Updated on 2024-09-10 GMT+08:00

Hudi Data Table Clean Specifications

Clean is also one of the maintenance operations of the Hudi table. This operation needs to be performed on both the MOR and COW tables. The Clean operation is used to clear the files of the old version (data files that are not used by Hudi anymore). This not only saves the time for the Hudi table list process, but also relieves the storage pressure.

rules

The Hudi table must be cleaned.

Clean must be enabled for the MOR and COW tables of Hudi.

  • When data is written to the Hudi table, the system automatically determines whether to clean the Hudi table because the clean function is enabled by default (hoodie.clean.automatic is set to true by default).
  • The Clean operation is not triggered every time data is written. At least two conditions must be met:
    1. The Hudi table requires an old version of the file. For COW tables, files of earlier versions must exist as long as the data is updated. For the MOR table, ensure that the data has been updated and compaction has been performed so that the file of the earlier version can be available.
    2. The Hudi table meets the threshold specified by hoodie.cleaner.commits.retained. If Flink writes hudi, the number of checkpoints submitted must exceed the threshold. For batch Hudi, the number of batch write times must exceed the threshold.

The suggestion

  • The downstream MOR table uses the batch read mode. The number of clean versions is the number of compaction versions plus 1.

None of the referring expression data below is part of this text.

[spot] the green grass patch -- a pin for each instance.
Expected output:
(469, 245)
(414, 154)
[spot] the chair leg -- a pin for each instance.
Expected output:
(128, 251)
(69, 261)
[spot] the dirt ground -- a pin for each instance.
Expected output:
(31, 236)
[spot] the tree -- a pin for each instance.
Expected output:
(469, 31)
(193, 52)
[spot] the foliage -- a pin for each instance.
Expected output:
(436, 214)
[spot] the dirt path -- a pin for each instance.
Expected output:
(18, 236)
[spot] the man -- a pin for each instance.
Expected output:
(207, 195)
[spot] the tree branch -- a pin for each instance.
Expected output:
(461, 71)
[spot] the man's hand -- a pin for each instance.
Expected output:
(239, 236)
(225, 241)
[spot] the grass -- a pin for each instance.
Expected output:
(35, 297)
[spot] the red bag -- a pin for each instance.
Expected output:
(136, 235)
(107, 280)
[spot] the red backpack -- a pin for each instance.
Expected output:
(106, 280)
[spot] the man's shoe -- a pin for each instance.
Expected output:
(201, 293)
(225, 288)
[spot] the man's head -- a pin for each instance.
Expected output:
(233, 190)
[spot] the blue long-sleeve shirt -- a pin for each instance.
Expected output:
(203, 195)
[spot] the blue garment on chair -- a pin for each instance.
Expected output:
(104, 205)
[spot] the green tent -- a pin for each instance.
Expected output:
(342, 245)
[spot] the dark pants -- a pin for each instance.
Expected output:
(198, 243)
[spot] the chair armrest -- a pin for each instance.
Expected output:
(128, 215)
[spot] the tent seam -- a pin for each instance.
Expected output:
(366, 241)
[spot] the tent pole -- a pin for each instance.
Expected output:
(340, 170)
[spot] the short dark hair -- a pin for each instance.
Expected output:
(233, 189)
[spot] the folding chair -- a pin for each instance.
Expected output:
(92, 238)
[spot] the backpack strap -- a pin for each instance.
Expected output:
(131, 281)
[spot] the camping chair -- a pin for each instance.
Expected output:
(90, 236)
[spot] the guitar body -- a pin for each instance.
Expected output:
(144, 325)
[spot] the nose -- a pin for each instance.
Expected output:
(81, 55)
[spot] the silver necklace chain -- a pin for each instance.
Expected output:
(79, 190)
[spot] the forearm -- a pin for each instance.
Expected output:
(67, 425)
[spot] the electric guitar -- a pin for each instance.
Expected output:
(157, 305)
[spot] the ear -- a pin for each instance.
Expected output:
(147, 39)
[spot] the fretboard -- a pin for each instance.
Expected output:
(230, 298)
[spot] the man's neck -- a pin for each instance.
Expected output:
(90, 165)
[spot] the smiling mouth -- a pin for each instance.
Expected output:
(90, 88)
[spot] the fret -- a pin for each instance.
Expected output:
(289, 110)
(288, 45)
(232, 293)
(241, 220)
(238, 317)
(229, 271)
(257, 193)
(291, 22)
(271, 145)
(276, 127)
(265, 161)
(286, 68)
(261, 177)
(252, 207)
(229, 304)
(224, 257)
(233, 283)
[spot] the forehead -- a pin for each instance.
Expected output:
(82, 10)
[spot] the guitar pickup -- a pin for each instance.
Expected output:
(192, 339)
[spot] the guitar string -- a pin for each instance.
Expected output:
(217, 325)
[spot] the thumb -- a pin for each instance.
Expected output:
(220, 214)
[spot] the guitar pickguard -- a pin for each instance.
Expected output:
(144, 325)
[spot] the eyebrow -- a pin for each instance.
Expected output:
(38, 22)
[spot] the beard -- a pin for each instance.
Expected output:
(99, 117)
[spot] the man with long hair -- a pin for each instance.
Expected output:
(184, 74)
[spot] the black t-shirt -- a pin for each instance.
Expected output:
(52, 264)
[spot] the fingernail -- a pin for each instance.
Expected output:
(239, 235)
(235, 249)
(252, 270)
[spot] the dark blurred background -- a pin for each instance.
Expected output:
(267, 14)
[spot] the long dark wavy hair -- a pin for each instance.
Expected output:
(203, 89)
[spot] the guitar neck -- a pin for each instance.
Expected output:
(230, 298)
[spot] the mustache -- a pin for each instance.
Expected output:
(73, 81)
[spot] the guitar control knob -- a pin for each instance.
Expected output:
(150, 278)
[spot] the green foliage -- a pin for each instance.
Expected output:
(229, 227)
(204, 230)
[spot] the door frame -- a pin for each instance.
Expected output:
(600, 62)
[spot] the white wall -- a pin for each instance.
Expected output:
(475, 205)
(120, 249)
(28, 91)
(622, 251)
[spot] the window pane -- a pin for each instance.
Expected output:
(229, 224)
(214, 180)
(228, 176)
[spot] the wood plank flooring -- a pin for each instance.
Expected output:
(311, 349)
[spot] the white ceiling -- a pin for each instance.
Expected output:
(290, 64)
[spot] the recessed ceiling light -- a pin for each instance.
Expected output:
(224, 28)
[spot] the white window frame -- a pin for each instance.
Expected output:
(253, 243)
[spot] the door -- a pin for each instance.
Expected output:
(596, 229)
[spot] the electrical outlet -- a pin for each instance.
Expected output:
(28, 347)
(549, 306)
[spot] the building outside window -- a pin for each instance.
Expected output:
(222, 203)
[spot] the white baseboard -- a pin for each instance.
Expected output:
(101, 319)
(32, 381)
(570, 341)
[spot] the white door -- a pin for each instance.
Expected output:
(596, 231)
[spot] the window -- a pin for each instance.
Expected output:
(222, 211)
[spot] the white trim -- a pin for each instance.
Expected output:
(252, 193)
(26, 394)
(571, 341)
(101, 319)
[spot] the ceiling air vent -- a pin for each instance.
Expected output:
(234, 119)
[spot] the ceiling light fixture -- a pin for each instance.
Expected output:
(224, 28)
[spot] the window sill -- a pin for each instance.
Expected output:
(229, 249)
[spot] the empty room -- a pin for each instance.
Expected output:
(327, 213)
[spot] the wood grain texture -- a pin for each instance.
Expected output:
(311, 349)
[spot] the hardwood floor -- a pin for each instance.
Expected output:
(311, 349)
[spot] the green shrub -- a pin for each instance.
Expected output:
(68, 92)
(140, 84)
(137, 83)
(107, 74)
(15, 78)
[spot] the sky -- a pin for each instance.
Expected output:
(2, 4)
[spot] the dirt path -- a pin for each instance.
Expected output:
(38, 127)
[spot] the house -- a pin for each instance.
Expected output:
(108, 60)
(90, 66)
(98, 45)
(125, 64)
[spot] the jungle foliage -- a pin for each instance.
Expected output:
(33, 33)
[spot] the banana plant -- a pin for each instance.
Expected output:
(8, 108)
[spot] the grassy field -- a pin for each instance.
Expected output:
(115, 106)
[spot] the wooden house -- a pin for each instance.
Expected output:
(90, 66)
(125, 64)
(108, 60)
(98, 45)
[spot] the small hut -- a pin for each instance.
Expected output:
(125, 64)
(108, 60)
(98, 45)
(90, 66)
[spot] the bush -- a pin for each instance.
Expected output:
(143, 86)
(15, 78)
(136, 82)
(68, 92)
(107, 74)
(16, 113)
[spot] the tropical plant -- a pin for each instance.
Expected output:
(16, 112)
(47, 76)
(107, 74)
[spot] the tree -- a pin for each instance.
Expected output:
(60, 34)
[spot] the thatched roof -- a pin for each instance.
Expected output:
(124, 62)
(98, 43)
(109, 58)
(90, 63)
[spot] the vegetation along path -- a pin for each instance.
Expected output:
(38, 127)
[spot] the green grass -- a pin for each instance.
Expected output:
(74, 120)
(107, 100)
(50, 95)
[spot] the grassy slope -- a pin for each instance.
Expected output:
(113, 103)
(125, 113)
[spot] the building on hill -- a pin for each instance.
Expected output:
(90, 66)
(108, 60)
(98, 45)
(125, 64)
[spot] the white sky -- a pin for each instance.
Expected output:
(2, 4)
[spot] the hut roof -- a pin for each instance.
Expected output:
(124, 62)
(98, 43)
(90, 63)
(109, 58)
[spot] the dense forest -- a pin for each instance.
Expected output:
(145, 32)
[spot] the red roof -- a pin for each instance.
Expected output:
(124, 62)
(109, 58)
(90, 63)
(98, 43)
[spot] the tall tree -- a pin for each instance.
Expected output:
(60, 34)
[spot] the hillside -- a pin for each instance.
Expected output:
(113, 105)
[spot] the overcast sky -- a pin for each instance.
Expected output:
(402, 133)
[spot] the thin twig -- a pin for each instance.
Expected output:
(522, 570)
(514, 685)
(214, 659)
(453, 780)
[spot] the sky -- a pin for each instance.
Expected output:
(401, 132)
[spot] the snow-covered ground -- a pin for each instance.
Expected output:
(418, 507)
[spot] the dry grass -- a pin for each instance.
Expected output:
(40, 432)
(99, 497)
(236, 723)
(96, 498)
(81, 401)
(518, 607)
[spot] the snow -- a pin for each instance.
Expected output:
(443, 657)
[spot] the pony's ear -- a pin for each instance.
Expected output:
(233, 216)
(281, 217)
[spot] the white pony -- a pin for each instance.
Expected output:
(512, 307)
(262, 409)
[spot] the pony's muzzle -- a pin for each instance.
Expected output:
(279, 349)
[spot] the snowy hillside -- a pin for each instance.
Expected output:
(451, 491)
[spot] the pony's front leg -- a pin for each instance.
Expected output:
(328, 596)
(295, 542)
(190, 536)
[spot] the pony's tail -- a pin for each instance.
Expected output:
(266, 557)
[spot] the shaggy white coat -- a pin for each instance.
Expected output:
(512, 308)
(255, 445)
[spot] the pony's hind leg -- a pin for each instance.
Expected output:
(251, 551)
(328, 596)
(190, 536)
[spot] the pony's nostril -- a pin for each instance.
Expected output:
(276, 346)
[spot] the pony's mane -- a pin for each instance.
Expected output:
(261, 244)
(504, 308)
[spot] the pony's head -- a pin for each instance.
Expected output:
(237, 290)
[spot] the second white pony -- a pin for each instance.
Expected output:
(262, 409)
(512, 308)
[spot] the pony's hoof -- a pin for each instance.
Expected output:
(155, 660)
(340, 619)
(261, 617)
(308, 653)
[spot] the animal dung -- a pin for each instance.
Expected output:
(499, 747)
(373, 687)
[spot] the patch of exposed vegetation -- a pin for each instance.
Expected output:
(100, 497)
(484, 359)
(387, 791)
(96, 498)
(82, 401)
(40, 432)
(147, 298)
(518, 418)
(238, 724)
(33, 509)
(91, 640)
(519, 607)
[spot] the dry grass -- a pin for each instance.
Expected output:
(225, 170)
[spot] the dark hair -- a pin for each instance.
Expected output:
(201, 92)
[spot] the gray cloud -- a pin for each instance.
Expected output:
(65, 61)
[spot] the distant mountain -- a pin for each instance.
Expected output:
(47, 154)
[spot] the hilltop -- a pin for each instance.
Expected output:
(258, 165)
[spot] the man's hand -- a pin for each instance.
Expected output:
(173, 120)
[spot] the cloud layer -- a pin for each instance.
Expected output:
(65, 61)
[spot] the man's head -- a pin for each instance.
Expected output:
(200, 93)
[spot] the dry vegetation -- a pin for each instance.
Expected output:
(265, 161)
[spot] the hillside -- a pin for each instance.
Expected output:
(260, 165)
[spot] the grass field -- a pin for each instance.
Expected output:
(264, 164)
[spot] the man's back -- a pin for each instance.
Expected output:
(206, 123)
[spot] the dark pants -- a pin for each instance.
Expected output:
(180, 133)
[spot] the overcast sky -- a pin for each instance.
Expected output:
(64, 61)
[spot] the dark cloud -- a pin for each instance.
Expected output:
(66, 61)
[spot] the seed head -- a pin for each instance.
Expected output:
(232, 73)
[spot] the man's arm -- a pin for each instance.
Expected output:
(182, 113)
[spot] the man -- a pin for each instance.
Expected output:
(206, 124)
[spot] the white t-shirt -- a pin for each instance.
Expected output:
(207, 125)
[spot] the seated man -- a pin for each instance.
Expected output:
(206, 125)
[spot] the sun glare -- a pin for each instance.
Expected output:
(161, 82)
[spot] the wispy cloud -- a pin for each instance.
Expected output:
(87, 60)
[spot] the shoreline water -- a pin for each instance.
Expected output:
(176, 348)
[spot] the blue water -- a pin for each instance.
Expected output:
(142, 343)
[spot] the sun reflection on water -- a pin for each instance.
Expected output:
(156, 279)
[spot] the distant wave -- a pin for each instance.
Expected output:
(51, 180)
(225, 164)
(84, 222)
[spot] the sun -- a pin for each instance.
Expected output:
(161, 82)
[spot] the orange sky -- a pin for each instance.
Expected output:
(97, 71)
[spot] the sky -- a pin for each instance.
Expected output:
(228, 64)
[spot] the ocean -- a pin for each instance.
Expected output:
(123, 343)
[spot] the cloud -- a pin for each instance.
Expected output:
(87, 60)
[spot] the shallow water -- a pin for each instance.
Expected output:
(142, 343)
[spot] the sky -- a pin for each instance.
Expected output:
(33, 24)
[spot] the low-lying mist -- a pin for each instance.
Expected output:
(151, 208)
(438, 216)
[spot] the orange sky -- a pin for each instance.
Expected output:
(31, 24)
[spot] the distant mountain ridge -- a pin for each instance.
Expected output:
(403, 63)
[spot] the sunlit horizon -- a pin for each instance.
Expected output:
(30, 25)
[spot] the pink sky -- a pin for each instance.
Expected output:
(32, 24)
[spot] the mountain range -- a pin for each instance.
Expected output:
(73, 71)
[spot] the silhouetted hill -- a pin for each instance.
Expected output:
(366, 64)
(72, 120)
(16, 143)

    The MOR table must ensure that the compaction plan can be successfully executed. The compaction plan only records the log files in the Hudi table and the Parquet files to be merged. Therefore, the most important point is to ensure that all the files to be merged exist when the compaction plan is executed. In the Hudi table, only the Clean operation can clear files. Therefore, it is recommended that the Clean triggering threshold (the value of hoodie.cleaner.commits.retained) be at least greater than the Compaction triggering threshold. (For the Flink task, the value is the value of compaction.delta_commits.)

  • Flow calculation is used in the downstream direction of the MOR table. In earlier versions, hour-level calculation is retained.

    If the downstream of the MOR table uses streaming computing, such as Flink streaming read, the historical version can be stored in hours based on service requirements. In this way, incremental data in the last few hours can be read from log files. If the retention duration is too short, When the downstream Flink job is restarted or blocked due to abnormal interruption, the upstream incremental data has been cleaned. Flink needs to read the incremental data from the parquet file, and the performance deteriorates. If the retention period is too long, historical data in logs will be redundantly stored.

    You can reserve the historical version data for two hours according to the following formula:

    Set the number of versions to 3600 x 2/Version interval. The version interval is obtained from the checkpoint period of the Flink job or the upstream batch write period.

  • If the service does not have special requirements for storing historical version data in the COW table, set the number of versions to 1.

    Each version of a COW table contains full data of the table. The number of versions that are retained depends on the number of versions that are redundant. Therefore, if the service does not require historical data backtracking, set the number of retained versions to 1, that is, retain the latest version.

  • The clean job must be executed at least once a day, which can be executed every 2 to 4 hours.

    The MOR and COW tables of Hudi must be cleaned at least once a day. For details about how to clean the MOR and COW tables, see section 2.2.1.6. The clean function of the COW can automatically determine whether to perform the clean operation when writing data.